Vincent Farnsworth 2:38 p.m., Sept. 26
Rainy Days and Sundays: Union Kitchen & Tap
We get about three days of rain in San Diego, so why do they all seem to happen on the weekend? I'm sure the artists and vendors at the Encinitas Fall Festival were thinking the same thing this past Sunday. The rain and wind finally drove us to look for a place to have a bite and something warm (or warming) to drink. Enter Union Kitchen & Tap, the busy, trendy eatery on South Coast Highway 101 in Encinitas.
We didn't have reservations, and the wait was 30-45 minutes. No problem -- there's open seating in the large bar area, so we lurked until a couple of chairs opened up. The beer selection seems good, but we were told that the chalkboard was not up-to-date ("I guess they got tired of going up and down the ladder") and that several taps were out ("It was really busy last night".) Sigh.

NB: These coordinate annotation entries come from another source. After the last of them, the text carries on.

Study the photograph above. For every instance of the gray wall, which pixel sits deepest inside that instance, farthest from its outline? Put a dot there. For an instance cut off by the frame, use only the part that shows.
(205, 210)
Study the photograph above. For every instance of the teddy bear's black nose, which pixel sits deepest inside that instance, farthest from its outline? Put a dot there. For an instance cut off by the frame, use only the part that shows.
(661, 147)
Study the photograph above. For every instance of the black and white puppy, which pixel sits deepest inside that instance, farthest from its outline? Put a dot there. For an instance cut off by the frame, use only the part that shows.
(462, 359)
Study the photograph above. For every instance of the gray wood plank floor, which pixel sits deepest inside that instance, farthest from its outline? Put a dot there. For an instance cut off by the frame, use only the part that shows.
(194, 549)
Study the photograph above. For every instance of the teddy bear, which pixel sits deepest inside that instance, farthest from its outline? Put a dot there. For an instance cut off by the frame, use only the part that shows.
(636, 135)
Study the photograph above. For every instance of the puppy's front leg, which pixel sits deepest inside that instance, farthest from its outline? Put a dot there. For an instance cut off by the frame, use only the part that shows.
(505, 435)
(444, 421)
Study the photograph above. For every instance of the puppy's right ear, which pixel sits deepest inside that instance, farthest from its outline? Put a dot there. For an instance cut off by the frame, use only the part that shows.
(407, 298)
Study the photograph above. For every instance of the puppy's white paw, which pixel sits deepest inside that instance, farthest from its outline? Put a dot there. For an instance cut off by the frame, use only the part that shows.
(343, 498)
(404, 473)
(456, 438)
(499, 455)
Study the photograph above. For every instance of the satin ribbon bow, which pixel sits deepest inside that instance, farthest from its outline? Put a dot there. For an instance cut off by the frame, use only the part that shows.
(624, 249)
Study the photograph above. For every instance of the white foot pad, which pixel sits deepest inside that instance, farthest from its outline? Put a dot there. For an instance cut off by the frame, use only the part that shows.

After squinting at the remaining taps, we opt for coffee (self-serve at brunch, next to the entrance).
I love eggs, so I go with the Brioche Egg in a Hole ($13) and John orders Duck Hash with Eggs and Toast ($12). Mine was made with decent brioche from local St. Tropez Bakery, a nicely cooked egg, a ginormous piece of pork belly, and a light napping of chivey Hollandaise.
The pork belly was good, salty and dusted with five spice. The underlying egg and brioche could have used a bit of salt and pepper. Overall, it made me happy.
John's Duck Hash and Eggs was less successful.
I'm not a fan of deep frying potato chunks, mixing them with other stuff, and calling it hash. Hash should be made with boiled or steamed potatoes which are then fried in a pan or on the grill. The potatoes had obviously been pre-cooked and refrigerated -- there was a distinct not-fresh taste. There was a good amount of duck, red peppers, and onions throughout, but it was bit too sweet. Some judicious salting would have helped balance it. To make matters worse, John picked a two-inch-long shard of duck bone out of it.
The two bartenders did a great job of trying to keep up with the crowd but were hampered by a somewhat archaic approval system for Union's recent Living Social promotion.
Seems that each redemption requires a manager to come over, review your bill, have you fill out a little piece of paper, and then run it through the system. It didn't affect us, but the two young women next to us waited at least 20 minutes for the manager to make it over (she did express sincere apologies to them).
One or two annoyances don't bother me; we're all human. But being busy doesn't excuse a lack of attention. Bones in my food bother me, so do precooked dishes and outdated menus.
Union Kitchen & Tavern
1108 South Coast Highway 101
Hours: Lunch Service: Monday - Friday from 11am - 3p m
Dinner Service: Sunday - Thursday from 5pm - 10pm, Friday and Saturday 5p - 11p m
Social Hours: Monday - Friday from 3pm - 6pm.